AtomSpaceLinks instead of AtomSpaces
Given the above issues, perhaps the AtomSpace can be abolished, and replaced by an AtomSpaceLink? That is, the membership of an atom could be accomplished by stating:
AtomSpaceLink AtomSpaceNode "the primary atomspace" SomeAtom
This would indicate that SomeAtom belongs to the AtomSpace called "the primary atomspace". Several things happen here:
- An atom can belong to multiple atomspaces.
- The AtomSpaceLink could function as a ContextLink, and be the natural location for values.
- Because the AtomSpaceLink behaves as a kind-of membership, it could unify the PutLink/BindLink into one, and unify GetLink/FilterLink into one.

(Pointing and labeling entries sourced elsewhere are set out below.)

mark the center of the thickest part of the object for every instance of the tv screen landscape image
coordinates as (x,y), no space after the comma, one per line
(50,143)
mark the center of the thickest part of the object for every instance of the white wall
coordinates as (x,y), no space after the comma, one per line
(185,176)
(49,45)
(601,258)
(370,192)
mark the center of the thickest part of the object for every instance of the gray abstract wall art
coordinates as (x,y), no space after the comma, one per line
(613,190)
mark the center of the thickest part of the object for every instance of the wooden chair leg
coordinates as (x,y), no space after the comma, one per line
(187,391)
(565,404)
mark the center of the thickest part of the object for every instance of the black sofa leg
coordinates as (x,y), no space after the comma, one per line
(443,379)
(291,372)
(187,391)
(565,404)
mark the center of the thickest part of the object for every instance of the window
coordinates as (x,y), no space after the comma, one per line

What does the AtomSpace actually do?
To evaluate the above proposal, we need to clarify what it is that the atomspace actually does. So, again:
- It makes atoms unique. Why is this needed? So that when one modifies the value (truthvalue) of some atom, one modifies that one single unique atom: this is a memory management issue, of always being able to find the atom that one wishes to work with. This avoids accidentally having two atoms, both of which say "the ball is round", and one has a value of true, while the other has a value of false, and truth value queries become schizoid.
- It makes certain searches very fast, such as "get me all atoms of type X".
- It provides a natural place where a backend can save/restore atoms to disk.
That's it. There's really nothing else.
Who uses these things? Well ...
- The "get me all atoms of type X" is used in only one place: pattern matching.
- The uniqueness of atoms is a virtue, except when its not: "the sky is blue" can be a unique atom, but we need to assign it two different values, based on whether its on Earth or on Mars.
A distributed AtomSpace
Making the AtomSpace less monolithic, and more like a kind-of membership link potentially makes it easier to create a distributed atomspace. It idea here is to use CRDTs - Conflict-free replicated data types, and specifically to leverage existing implementations in databases such as Redis or Riak.
The point is that Atom values are de-facto per-atom key-value datastores: for all intents and purposes, every atom has a key-value store attached to it. Different kinds of values have different merge policies: for example, values that count things need to be updated to hold the total count. Truth values have more subtle update semantics, depending on the truth value type.